Ukraine has a theory of victory. It does not involve recapturing all occupied territory in a single decisive battle. It involves making Russia unable to continue the war.
The strategy, developed by former Defense Minister Andriy Zagorodnyuk and laid out in a 2025 Carnegie Endowment paper, is built on three axes: sever supply lines to Crimea, choke off Putin’s war budget by destroying oil infrastructure, and target Russian defense-industrial supply chains to disrupt production of precision weapons.
The end goal is a “steel porcupine,” a Ukraine that can hold Russia at bay indefinitely, without necessarily liberating every inch of occupied land.
For the first time since the war began, there is evidence the strategy might be working.
The oil campaign
The centerpiece of Ukraine’s strategy is the systematic destruction of Russia’s oil refining capacity. Oil and gas revenues provide about 30 percent of Russian state income, roughly $120 billion in 2024, with 85 percent from crude oil.
Ukraine has launched 194 strikes on Russian oil infrastructure since January 2026, 11 times more than in the same period of 2025. In May alone, 16 refineries were hit. In June, Ukraine struck 11 refineries and eight defense plants in a single month, with strikes reaching more than 2,000 kilometers into Russian territory.
The results are visible. Over half of Russia’s regions have announced fuel shortages or rationing. On July 8, Russia banned exports of gasoline, jet fuel, and diesel. Moscow is now importing gasoline from India, a humiliation for one of the world’s largest crude producers.
Bloomberg data shows refinery utilization has fallen 14 percent since the start of 2026.
The weapons that make it possible
The deep-strike campaign is no longer dependent on Western missiles with permission restrictions. Ukraine has developed its own systems:
- Peklo: A missile-drone hybrid with a 700-kilometer range, operational since December 2024.
- Flamingo: A cruise missile with a range of roughly 3,000 kilometers, operational since August 2025. It recently struck the Omsk refinery, 2,400 kilometers (1,500 miles) from the front line.

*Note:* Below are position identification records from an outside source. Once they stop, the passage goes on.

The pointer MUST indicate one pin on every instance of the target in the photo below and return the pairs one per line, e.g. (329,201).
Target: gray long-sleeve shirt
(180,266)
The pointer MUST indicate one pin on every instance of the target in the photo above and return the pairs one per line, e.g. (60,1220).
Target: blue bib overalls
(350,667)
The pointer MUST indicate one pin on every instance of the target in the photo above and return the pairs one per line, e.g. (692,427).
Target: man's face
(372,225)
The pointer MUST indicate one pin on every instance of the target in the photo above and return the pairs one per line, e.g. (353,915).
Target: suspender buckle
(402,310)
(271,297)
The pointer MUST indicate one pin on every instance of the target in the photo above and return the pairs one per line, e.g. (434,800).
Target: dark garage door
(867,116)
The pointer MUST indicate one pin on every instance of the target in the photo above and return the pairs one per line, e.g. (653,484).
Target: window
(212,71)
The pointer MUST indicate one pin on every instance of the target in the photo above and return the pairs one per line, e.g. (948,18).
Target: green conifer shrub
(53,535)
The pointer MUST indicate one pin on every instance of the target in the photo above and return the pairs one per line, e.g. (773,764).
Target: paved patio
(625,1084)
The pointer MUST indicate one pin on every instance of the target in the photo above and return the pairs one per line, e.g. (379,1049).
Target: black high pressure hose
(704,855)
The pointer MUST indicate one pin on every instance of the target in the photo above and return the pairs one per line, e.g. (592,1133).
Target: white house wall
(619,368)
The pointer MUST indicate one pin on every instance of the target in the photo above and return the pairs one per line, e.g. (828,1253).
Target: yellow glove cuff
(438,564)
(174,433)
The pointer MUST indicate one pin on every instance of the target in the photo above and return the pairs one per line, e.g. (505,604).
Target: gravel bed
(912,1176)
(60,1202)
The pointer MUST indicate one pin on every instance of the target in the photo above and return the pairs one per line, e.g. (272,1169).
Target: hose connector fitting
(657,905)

- Hornet: An AI-assisted one-way attack drone developed with a US startup backed by former Google CEO Eric Schmidt. It is designed to evade Russian jamming.
Ukraine is also close to fielding its own ballistic missiles, which would carry more explosive power than the drones and cruise missiles now in use.
These systems operate without restriction. Ukraine does not need Washington’s permission to strike targets inside Russia. It builds the weapons, aims them, and fires.
The Crimea campaign
Ukraine is applying the same model it used against the Russian Black Sea Fleet, “functional defeat” rather than total destruction. The fleet was not sunk in its entirety, but it was rendered incapable of operating effectively. Russia withdrew most of its ships from Sevastopol.
The Crimea campaign follows the same logic. Ukraine is using naval drones and Hornet drones to cut supply lines to the peninsula. Russian forces withdrew from the Kinburn Spit in late June after Ukraine destroyed supply links. Fuel shortages have pushed prices in Crimea to 130-150 rubles per liter, roughly double Moscow prices.
Ukrainian commanders say they aim to cut off Russian supply lines to Crimea by the end of summer 2026. They describe this as a “huge humiliation for Putin.”
The challenges
The strategy has limits. Russia still has vast resources, a large ballistic missile inventory, and the capacity to mobilize hundreds of thousands more soldiers. The deep-strike campaign needs to degrade Russia’s war-making capacity faster than Russia can adapt.
A historical parallel is instructive. The Modern War Institute at West Point compares Ukraine’s campaign to Allied strategic bombing in World War II. Early bombing of Romanian oil fields had limited effect. It was only late in the war, when the Allies also targeted mobility, roads, bridges, railways, that Germany could neither produce nor move combat power. Ukraine likely needs a similar convergence.
The political risks are real. Right-wing populist gains in France and Germany could reduce European support. The US, under Trump, has already stopped direct military donations. European allies pledged €70 billion at the recent NATO summit, but much of that repackages existing commitments.
And then there is the question of time. The Foreign Policy article that broke the story of Ukraine’s theory of victory notes that like the strategic bombing campaigns of World War II, the effects may take years to fully cripple Russia. Whether Ukraine has years, or whether European and American patience holds that long, is the open question.
For now, Ukraine has a plan. It has the weapons to execute it. It has demonstrated it can hit targets 2,000 kilometers inside Russia. The strategy is no longer theoretical. It is being tested in real time, strike by strike, refinery by refinery.